Türkei-Liveticker Vorsprung für "Ja"-Lager schmilzt - Erdogan-Anhänger feiern"

55,3 Millionen Wahlberechtigte sind im Land selber zur Teilnahme an der Volksabstimmung aufgerufen. Konkret: Das Parlamentssystem der Türkei soll in ein Präsidialregime umgewandelt werden. Dagegen hätten bislang über 40 Prozent mit "Nein" gestimmt. Damit schien ein Sieg von Erdogans Lager unabwendbar. Bei einem "Ja" würde sie an die von Präsident Recep Tayyip Erdogan geschaffenen Machtverhältnisse angepasst. Die Gegner des Präsidialsystems konnten demnach 36,8 Prozent verbuchen. Akis sagte, der Wahlkampf sei aus seiner Sicht fair verlaufen.

Erdogan erwartet vom Ausgang des Referendums auch eine Quittung für Europa. Das berichtet der Sender CNN Türk nach Auszählung der Hälfte der Stimmen.
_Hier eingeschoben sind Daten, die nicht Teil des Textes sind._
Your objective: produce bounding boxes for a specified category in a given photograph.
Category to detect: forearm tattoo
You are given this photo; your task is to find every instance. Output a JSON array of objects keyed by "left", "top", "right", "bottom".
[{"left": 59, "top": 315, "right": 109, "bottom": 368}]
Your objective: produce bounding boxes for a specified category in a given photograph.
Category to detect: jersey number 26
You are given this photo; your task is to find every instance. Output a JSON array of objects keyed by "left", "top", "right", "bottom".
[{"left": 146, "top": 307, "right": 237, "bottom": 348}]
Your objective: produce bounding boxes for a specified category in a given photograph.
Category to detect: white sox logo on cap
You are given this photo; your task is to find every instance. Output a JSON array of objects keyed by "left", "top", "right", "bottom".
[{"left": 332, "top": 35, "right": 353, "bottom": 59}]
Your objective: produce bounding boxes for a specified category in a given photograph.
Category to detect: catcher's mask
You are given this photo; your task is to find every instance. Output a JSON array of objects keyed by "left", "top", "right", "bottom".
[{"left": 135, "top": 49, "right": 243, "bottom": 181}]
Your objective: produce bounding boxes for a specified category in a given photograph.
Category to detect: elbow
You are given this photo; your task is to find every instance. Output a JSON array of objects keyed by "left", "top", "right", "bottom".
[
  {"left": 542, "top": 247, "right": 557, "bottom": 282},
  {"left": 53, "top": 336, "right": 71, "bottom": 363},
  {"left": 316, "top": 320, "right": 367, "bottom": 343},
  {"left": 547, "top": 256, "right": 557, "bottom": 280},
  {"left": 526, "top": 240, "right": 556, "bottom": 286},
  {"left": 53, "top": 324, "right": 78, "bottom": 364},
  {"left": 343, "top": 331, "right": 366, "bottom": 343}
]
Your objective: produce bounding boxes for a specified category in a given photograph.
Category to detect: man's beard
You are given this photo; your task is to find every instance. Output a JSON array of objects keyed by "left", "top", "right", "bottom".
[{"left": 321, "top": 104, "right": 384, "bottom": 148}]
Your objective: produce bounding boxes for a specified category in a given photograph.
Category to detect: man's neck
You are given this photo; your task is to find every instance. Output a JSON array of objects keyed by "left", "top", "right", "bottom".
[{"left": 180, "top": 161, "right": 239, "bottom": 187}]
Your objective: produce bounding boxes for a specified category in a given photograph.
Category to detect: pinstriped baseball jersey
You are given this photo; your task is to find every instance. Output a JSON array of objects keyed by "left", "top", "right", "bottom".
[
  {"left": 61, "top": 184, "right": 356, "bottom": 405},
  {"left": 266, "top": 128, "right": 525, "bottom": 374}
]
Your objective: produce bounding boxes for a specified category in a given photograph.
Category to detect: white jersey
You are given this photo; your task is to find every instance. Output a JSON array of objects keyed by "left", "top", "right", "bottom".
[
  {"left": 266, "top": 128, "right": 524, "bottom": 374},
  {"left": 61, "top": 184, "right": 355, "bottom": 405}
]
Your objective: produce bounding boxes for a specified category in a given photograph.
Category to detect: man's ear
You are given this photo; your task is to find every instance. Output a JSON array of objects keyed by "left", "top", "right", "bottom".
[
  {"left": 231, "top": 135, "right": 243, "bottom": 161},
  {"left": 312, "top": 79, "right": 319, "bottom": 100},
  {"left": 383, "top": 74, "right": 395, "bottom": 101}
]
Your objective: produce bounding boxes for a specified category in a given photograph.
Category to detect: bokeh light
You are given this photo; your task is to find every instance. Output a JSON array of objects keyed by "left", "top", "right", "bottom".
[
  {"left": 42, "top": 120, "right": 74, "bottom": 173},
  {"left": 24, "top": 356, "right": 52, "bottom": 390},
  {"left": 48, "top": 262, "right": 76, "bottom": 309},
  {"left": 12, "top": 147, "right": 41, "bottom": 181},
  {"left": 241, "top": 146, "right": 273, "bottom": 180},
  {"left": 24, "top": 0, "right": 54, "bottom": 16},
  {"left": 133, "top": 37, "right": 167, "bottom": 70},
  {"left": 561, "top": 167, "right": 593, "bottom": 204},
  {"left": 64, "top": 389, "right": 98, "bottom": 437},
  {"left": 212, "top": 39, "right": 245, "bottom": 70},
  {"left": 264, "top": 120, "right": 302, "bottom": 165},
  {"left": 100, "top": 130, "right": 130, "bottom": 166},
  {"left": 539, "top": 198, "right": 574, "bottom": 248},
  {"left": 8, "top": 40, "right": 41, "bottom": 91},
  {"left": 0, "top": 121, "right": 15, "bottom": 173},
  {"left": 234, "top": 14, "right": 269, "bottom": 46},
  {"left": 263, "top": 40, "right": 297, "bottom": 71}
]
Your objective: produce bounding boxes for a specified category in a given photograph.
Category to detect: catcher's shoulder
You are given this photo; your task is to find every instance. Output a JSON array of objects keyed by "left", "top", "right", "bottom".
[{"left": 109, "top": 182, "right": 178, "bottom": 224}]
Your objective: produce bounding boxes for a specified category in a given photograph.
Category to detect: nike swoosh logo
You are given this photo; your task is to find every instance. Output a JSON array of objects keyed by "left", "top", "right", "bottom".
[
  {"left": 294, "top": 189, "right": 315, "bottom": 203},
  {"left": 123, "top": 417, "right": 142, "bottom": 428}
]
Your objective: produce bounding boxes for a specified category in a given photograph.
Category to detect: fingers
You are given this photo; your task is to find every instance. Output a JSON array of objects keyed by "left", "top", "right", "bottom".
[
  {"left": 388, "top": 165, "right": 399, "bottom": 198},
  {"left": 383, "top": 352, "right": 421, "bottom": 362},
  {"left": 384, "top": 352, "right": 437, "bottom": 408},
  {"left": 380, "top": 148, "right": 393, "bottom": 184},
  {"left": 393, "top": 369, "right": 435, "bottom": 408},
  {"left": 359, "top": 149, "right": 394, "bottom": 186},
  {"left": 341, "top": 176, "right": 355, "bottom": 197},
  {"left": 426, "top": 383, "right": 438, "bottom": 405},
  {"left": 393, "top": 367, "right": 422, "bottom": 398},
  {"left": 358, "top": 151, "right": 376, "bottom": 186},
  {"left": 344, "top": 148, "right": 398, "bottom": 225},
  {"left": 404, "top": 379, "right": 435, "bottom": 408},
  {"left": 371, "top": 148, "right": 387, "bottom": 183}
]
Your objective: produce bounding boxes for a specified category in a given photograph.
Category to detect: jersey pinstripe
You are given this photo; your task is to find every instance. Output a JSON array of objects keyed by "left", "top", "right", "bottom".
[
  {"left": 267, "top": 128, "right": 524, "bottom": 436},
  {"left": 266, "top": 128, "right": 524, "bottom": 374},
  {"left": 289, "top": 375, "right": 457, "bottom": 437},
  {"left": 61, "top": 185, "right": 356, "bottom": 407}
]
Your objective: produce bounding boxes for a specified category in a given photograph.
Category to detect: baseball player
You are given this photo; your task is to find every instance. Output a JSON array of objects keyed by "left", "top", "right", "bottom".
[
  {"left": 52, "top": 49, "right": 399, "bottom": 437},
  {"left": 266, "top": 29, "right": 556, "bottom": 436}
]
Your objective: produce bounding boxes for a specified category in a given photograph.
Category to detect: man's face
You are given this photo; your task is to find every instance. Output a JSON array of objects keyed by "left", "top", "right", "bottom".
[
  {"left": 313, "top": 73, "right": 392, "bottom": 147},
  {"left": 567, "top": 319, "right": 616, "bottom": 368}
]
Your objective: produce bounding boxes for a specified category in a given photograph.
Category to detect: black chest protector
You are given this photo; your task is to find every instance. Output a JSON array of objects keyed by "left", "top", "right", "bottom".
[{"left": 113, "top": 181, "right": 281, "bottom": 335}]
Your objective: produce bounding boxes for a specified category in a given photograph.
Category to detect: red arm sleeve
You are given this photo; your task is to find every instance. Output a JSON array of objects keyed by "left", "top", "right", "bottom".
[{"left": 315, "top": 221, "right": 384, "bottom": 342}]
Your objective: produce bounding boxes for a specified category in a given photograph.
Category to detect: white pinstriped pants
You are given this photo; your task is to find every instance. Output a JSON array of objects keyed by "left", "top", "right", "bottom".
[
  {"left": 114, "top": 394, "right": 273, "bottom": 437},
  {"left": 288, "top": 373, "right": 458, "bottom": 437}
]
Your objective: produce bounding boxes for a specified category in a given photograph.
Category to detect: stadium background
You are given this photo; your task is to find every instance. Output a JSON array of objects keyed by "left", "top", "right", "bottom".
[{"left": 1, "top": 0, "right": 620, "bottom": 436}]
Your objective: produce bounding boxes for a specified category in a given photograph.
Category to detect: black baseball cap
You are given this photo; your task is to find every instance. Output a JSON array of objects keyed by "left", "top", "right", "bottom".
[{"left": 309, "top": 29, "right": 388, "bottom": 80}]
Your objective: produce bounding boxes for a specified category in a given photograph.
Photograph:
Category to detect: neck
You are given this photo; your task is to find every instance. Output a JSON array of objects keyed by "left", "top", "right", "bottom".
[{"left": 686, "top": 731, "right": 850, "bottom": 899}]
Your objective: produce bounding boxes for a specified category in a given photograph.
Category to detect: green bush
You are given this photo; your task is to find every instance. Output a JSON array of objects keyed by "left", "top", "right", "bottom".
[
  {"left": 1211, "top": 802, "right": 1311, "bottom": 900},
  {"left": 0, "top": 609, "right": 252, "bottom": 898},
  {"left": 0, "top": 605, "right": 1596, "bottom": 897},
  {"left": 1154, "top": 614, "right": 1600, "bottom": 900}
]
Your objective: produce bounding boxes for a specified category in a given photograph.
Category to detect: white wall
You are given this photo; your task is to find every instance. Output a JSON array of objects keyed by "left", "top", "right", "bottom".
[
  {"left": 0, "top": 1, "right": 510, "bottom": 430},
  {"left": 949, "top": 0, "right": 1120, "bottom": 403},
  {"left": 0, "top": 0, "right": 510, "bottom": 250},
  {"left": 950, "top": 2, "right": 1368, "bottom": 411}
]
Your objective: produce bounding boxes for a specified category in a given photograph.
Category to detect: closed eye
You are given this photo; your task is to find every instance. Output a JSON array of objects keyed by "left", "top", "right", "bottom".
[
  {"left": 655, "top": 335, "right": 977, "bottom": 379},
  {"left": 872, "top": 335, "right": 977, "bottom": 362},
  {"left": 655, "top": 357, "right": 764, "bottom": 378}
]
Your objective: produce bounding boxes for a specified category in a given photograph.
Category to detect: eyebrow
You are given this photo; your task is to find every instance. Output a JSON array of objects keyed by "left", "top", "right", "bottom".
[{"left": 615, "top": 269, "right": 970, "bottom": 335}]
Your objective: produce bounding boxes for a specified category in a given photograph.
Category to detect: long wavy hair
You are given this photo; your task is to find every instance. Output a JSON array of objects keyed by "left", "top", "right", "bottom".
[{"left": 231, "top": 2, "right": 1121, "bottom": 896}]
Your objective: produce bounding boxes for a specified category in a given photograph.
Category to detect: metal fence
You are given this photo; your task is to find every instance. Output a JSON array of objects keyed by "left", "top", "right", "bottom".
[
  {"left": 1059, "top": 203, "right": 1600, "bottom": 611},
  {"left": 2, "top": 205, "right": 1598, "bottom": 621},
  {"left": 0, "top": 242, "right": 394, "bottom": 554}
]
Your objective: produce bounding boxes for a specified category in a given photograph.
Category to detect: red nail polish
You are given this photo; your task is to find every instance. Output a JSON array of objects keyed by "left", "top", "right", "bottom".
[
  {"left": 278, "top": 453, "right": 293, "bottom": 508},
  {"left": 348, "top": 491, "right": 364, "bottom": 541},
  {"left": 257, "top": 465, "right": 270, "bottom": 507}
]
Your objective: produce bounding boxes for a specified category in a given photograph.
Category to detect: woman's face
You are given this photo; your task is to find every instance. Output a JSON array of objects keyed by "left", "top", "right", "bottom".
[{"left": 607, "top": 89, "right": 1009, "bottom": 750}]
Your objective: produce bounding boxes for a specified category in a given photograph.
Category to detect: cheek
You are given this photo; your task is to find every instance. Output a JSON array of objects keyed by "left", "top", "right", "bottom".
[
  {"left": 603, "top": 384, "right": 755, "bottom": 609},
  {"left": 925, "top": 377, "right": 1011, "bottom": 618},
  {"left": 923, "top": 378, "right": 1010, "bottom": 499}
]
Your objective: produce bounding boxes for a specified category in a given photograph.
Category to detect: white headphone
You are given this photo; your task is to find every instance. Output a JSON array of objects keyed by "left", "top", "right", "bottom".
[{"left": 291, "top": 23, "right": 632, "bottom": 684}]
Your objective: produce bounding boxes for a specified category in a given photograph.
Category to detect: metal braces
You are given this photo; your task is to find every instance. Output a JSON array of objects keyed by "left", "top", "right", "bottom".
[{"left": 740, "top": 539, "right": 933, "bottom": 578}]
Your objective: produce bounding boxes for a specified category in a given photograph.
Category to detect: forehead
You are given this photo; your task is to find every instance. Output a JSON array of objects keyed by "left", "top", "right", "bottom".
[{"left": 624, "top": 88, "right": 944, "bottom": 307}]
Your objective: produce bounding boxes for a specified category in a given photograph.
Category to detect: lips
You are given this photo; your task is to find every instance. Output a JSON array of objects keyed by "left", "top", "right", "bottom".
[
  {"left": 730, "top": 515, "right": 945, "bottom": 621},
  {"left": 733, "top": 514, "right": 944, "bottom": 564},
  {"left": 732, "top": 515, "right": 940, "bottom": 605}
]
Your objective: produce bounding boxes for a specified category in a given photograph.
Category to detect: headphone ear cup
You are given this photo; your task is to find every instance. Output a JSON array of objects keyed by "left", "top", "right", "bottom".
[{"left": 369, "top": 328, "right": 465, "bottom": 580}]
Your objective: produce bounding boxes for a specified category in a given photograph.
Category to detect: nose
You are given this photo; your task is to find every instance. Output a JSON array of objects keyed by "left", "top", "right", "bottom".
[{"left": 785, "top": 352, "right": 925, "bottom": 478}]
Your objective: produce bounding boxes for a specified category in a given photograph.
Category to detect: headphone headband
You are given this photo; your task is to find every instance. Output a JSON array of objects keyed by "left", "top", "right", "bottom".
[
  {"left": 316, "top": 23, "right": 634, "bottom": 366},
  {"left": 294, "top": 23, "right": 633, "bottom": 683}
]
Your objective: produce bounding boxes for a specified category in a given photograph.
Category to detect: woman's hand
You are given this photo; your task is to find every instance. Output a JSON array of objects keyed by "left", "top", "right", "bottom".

Wie auch immer das Votum des türkischen Volkes am Ende ausfallen wird: Wir sind gut beraten, jetzt kühlen Kopf zu bewahren und besonnen vorzugehen.

Istanbul (dpa) - Die Türkei hat in einem historischen Referendum über die Einführung des von Staatschef Recep Tayyip Erdogan angestrebten Präsidialsystems entschieden. Das Ergebnis sei für Erdogan klar. In einem Telefonat mit Ministerpräsident Binali Yildirim habe er gesagt, er sei der türkischen Nation dankbar, dass sie an den Wahlurnen ihren Willen erklärt habe. Man werde eine Neuauszählung von bis zu 60 Prozent der Stimmzettel verlangen, erklärt die Spitze der sozialdemokratischen Partei. Das entspricht einem Vorsprung von etwa 1,4 Millionen Stimmen. Nach ersten Ergebnissen überwiegen knapp die Ja-Stimmen.

Die Behauptung von Erdogan, "dass in der Türkei nur ein Präsidialsystem wie in Frankreich oder den USA eingeführt würde, stimmt nicht". Trotzdem liege es in Führung. In der Hauptstadt Ankara sei ein offizieller Beobachter aus dem Wahllokal gezerrt worden. Seit 08.00 Uhr sind im ganzen Land die Wahllokale geöffnet. Die staatliche Nachrichtenagentur Anadolu meldete 54,1 Prozent "Ja"- gegen 45,9 Prozent "Nein"-Stimmen". "Das Ergebnis ist in allen Aspekten legitim und demokratisch".

Kommt das Referendum durch, könnte die Regierung auch nicht mehr mittels eines Misstrauensvotums abgesetzt werden. Hintergrund sei, dass auf Wahlbeobachter-Karten der Betroffenen der Name beziehungsweise das Symbol ihrer jeweiligen Partei abgebildet sei, sagte Pir. In Deutschland hatte die Wahlbeteiligung bei knapp 49 Prozent gelegen. Oppositionsführer und CHP-Chef Kemal Kilicdaroglu sagte in Ankara: "Wir stimmen heute über das Schicksal der Türkei ab".

Schon zuvor hatte die CHP die Legitimität des Verfassungsreferendums infrage gestellt. Die in letzter Minute getroffene Entscheidung der Wahlbehörde YSK, von ihr nicht abgestempelte Stimmzettel als gültig zu akzeptieren, werde ein "schweres Legitimitätsproblem" zur Folge haben, sagt CHP-Vize Bülent Tezcan.

Uhr: Die 167.000 Wahllokale in der Türkei haben geschlossen.